Tanimuca-Retuarã love poem

Upherîã

Yi jîa sare'ká

Sare'ka yî jíã

Jajuaphi sa riyu.

PhiyÎa miré Yi yajayú.

Translation Letuama (Retuarã) by Elisvan Yucuna Matapi
Tanimuca-Retuarã love poem

Book of poetry "La Glace"
Original version
French poem

Tanimuca-Retuarã language

Love poem translatedted into Tanimuca-Retuarã language (Letuama, Letuhama, Retuama, Retauarâ, Wejeñe'memajã, Tanimuca, Ohañara, Opaima, Tanimboka, Ũ’páirã, Ufaina, Uairã).

This language is spoken in South-East Colombia (Amazonia) by the Ufainas (Letuamas (200 people) and the Tanimucas (300 people)).

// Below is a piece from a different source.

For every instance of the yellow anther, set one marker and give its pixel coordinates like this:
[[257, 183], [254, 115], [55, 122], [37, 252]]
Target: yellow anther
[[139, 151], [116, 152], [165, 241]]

Each of these two groups has its own language with shared words due to the privileged alliances that unite them.

The one presented here is letuama (autonym: Retuarã), a language which, like its other cousin, is really very seriously in danger, since it has less than two hundred speakers.

Ufaina people

The Ufainas (about 500 people), are indigenous Indians of Amazonia, more precisely in the South-East of Colombia, along the banks of the Popeyaká, Caño Guacayá, Apaporis and Mirití-Paraná rivers.

They are divided into two groups (the Letuamas (200) and the Tanimucas (300)) which despite their interrelationship, consider themselves distinct.

They share with their neighbors the Yucunas, with whom they maintain privileged exogamic relations, many cultural traits.

If they live on harvests and gatherings (ants, larvae of mojojoy, moriche, seje), hunting (tapir, peccary, monkey, turkey, limpet) and a few crops, the proximity of rivers makes them especially excellent fishermen.